On 13 June, 1952, an unarmed Swedish radio surveillance plane of type DC-3 disappeared over international water in the Baltic Sea. A search for the lost DC-3 began immediately both by sea and by air with two Catalina type sea rescue planes, which were both unarmed.
On 13 June, because of bad weather, one of the two Catalinas accidentally entered Soviet territory at what is now the Estonian island of Dagö (Hiiumaa). The Soviet authorities were notified. On the 16 June, one of the Catalinas was attacked by two soviet MiG-15s over international water north-west of Dagö. They were pursued to the west under continued firing and was finally forced to land.
Course of Events
At 04:09, the Catalina transmitted: 'Feigned attack by two MiG-planes', and two minutes later: 'We are being fired upon with tracers, 20mm. It's hitting to the right'.
At 04:15, the Swedish Air Command received the message: 'I have been fired upon and hit several times'.
Before the unarmed Swedish plane was forced to make an emergency landing the Soviet planes had made seven attack runs in which they had fired.
Under the first two attacks the Swedish plane took no hits.
Under the third the fuselage was hit by ricochetes from the water surface and the next run hit the left wing.
The following attack came straight from behind and damaged the elevator.
The sixth attack damaged the left engine and the seventh and final attack hit the cockpit and wounded the pilot and the navigator.
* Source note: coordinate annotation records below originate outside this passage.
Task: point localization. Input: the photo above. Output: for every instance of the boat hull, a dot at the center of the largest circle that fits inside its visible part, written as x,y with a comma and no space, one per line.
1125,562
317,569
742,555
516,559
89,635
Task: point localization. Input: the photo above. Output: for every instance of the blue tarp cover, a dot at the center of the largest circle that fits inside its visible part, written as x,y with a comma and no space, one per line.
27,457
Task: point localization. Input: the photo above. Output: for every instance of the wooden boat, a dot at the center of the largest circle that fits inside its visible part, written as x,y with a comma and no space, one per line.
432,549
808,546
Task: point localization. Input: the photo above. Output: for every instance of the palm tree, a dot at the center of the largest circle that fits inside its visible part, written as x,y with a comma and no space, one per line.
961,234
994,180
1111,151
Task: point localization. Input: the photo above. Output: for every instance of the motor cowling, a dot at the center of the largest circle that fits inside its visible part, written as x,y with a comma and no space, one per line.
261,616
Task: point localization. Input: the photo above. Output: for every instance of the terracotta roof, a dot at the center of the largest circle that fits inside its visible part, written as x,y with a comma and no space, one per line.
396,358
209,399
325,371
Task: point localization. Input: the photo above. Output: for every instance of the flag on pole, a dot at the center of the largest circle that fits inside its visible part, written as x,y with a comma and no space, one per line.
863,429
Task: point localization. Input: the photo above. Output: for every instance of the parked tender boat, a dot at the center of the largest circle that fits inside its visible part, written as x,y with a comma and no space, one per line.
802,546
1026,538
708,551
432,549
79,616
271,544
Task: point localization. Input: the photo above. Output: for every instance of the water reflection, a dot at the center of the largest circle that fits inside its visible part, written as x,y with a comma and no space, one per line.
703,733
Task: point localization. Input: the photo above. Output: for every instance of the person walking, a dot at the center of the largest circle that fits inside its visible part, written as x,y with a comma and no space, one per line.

The wounded pilot managed to land near a West German ship; the Münsterland. While the life boats were being lowered into the water the two MiG's made yet another feigned attack, but did not fire. After ten minutes the damaged plane sunk.
Once the Soviet planes had disappeared, the crew was taken aboard the ship and went to Hangö where they were treated and then flown home by the Swedish air force. The Swedish protests after the incident were rejected categorically by the Soviet authorities, who even claimed that the unarmed Swedish plane had opened fire first at the soviet fighters. In later years, however, the Russians have admitted responsibility for the attack on the Swedish rescue plane. What happened to the DC-3 and its crew is still unknown.